Godard and painting: subject of thesis or essay, to be included in a very long-term interrogation on the relationship between cinema and painting, and in which Godard would find himself in the company of many of his colleagues. Failing to engage in such reflection, we must limit ourselves to noting the abundance and frequency of quotations or pictorial allusions in his films; and that these were noticed very early on, to such an extent that it does not seem excessive to think that, with Godard, cinema and painting are inseparable.
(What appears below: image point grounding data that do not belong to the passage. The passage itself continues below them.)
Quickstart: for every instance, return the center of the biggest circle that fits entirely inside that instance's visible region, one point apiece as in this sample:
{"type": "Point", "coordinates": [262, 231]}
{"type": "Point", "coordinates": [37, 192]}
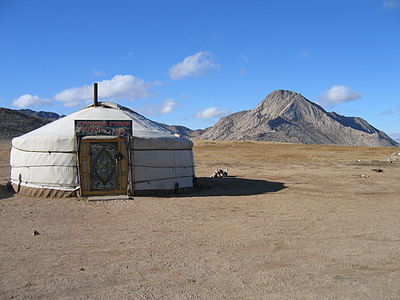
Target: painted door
{"type": "Point", "coordinates": [103, 166]}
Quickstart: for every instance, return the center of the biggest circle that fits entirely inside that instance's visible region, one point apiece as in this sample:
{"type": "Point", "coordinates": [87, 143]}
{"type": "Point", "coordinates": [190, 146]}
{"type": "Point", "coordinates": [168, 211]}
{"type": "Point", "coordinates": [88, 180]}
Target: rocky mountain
{"type": "Point", "coordinates": [15, 123]}
{"type": "Point", "coordinates": [285, 116]}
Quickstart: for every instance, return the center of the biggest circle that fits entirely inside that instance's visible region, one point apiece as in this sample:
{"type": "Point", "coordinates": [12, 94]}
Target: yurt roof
{"type": "Point", "coordinates": [59, 135]}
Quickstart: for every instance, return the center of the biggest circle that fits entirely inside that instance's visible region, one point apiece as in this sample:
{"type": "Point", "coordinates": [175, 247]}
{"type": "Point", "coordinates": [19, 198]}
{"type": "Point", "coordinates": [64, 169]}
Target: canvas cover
{"type": "Point", "coordinates": [47, 157]}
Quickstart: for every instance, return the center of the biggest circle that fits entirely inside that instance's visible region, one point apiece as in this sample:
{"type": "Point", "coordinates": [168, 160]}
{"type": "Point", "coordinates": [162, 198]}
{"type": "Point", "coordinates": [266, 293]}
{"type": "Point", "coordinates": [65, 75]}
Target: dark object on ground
{"type": "Point", "coordinates": [220, 173]}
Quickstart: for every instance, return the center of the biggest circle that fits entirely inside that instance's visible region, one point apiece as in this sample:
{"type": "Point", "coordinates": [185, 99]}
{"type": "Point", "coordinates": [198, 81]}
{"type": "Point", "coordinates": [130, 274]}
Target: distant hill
{"type": "Point", "coordinates": [285, 116]}
{"type": "Point", "coordinates": [15, 123]}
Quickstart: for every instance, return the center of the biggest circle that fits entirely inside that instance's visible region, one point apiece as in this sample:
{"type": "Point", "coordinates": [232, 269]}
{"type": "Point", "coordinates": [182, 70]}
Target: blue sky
{"type": "Point", "coordinates": [191, 62]}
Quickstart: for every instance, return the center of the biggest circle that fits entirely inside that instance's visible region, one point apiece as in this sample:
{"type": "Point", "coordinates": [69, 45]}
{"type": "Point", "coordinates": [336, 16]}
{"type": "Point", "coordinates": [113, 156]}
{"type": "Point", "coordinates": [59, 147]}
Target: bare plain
{"type": "Point", "coordinates": [292, 222]}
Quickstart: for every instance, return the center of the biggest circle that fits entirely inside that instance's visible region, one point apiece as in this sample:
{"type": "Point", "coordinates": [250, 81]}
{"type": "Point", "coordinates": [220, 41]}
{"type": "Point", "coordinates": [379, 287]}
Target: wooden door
{"type": "Point", "coordinates": [103, 166]}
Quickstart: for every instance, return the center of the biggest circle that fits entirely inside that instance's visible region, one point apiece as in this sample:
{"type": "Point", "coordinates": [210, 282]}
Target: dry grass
{"type": "Point", "coordinates": [294, 222]}
{"type": "Point", "coordinates": [233, 153]}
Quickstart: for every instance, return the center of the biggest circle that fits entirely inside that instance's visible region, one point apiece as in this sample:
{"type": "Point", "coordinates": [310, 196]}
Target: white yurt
{"type": "Point", "coordinates": [103, 149]}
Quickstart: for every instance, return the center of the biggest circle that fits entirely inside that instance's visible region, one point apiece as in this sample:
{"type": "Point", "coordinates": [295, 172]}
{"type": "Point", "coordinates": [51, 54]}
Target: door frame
{"type": "Point", "coordinates": [84, 159]}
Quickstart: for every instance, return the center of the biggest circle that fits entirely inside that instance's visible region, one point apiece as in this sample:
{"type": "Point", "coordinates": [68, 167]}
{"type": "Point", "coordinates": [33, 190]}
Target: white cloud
{"type": "Point", "coordinates": [125, 87]}
{"type": "Point", "coordinates": [29, 100]}
{"type": "Point", "coordinates": [129, 55]}
{"type": "Point", "coordinates": [211, 112]}
{"type": "Point", "coordinates": [395, 136]}
{"type": "Point", "coordinates": [244, 57]}
{"type": "Point", "coordinates": [338, 94]}
{"type": "Point", "coordinates": [193, 66]}
{"type": "Point", "coordinates": [391, 3]}
{"type": "Point", "coordinates": [168, 105]}
{"type": "Point", "coordinates": [165, 107]}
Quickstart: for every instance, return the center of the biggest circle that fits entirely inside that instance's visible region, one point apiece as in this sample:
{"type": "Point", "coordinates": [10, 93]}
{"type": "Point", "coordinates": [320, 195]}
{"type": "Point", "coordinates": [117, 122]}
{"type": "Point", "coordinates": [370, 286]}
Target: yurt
{"type": "Point", "coordinates": [103, 149]}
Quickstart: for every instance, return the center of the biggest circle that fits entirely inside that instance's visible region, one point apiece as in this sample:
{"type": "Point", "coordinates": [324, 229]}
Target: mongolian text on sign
{"type": "Point", "coordinates": [103, 127]}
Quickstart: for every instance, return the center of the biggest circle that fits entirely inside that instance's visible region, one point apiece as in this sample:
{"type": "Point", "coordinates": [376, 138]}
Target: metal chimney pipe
{"type": "Point", "coordinates": [95, 94]}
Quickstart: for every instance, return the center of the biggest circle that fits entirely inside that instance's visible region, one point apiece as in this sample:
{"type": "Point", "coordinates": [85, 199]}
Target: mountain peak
{"type": "Point", "coordinates": [286, 116]}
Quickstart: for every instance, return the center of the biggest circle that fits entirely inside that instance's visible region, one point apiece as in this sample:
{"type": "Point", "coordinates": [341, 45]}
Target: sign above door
{"type": "Point", "coordinates": [103, 127]}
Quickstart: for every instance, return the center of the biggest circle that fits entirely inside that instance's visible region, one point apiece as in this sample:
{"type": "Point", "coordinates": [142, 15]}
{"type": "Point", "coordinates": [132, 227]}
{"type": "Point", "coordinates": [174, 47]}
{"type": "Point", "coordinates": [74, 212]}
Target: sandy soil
{"type": "Point", "coordinates": [295, 222]}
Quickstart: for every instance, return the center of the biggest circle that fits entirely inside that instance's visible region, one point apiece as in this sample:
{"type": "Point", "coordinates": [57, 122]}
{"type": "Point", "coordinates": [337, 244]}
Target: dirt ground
{"type": "Point", "coordinates": [293, 222]}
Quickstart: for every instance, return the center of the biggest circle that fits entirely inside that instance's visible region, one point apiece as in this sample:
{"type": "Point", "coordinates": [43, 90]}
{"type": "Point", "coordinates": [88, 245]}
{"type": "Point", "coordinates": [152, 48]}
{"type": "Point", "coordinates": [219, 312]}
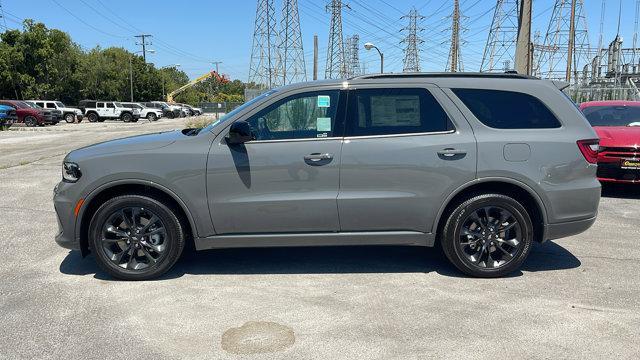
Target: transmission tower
{"type": "Point", "coordinates": [336, 64]}
{"type": "Point", "coordinates": [560, 48]}
{"type": "Point", "coordinates": [291, 67]}
{"type": "Point", "coordinates": [352, 55]}
{"type": "Point", "coordinates": [503, 35]}
{"type": "Point", "coordinates": [455, 59]}
{"type": "Point", "coordinates": [412, 51]}
{"type": "Point", "coordinates": [262, 69]}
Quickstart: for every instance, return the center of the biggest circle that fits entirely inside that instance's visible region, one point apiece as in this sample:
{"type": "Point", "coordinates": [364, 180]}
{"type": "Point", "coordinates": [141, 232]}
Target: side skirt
{"type": "Point", "coordinates": [408, 238]}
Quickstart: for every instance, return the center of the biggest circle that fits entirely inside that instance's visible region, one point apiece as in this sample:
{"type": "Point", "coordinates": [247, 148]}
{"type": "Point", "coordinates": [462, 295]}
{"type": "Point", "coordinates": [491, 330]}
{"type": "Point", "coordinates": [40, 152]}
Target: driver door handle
{"type": "Point", "coordinates": [318, 157]}
{"type": "Point", "coordinates": [450, 152]}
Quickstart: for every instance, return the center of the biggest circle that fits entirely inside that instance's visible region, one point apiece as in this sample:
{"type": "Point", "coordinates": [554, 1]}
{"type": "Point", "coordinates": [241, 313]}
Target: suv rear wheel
{"type": "Point", "coordinates": [489, 235]}
{"type": "Point", "coordinates": [135, 237]}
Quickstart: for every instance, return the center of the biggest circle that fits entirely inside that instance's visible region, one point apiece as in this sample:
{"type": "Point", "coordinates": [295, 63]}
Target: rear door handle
{"type": "Point", "coordinates": [450, 152]}
{"type": "Point", "coordinates": [318, 157]}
In Pierrot le fou (1965), Ferdinand – Jean-Paul Belmondo – has his face painted in Yves Klein-like blue and photos of the shoot show that it was the filmmaker who held the brush before taking to do the actor’s make-up. And, about the film, Louis Aragon publishes in French letters, on September 9, 1965, an article titled What is art, Jean-Luc Godard? “But Godard is Delacroix. » Follows the evocation of The Death of Sardanapaluswhom Aragon saw recently at the Louvre. « It’s about what art of Delacroix here looks like art of Godard in Pierrot le fou. Doesn’t that jump out at you? » Crazy Pierrot, he continues, « So it’s like Sardanapalus, a color film. On the big screen. Which is distinguished from all color films by the fact that the use of a medium at Godard always has a aim, and almost constantly includes his criticism. It’s not just about the fact that it’s well photographed, that the colors are beautiful… It’s very well photographed, the colors are very beautiful. It’s about something else. »
text and image
This » something else « , it is the density of sensations, memories and ideas that the film arouses, like the canvas. At 35, here is Godard equal to Delacroix, who painted his Sardanapalus at 29, by a French writer, Aragon, whose notoriety was immense at the time. Which author continues by also placing Godard under another sign: « If I also wanted, I would approach J. L. G. by the coast of painters to seek the origin of one of the characteristics of his art for which he is most reproached. The quotation, as the critics say, the collages as I proposed it be called, and I seemed to see, in interviews, that Godard had taken up this term. » But collage is Picasso, Braque, Schwitters and Ernst, cubism, Dada and surrealism.
As its title suggests, « Le Livre d’image » brings together all those who have participated, blatantly or underground, in the cinema of Godard.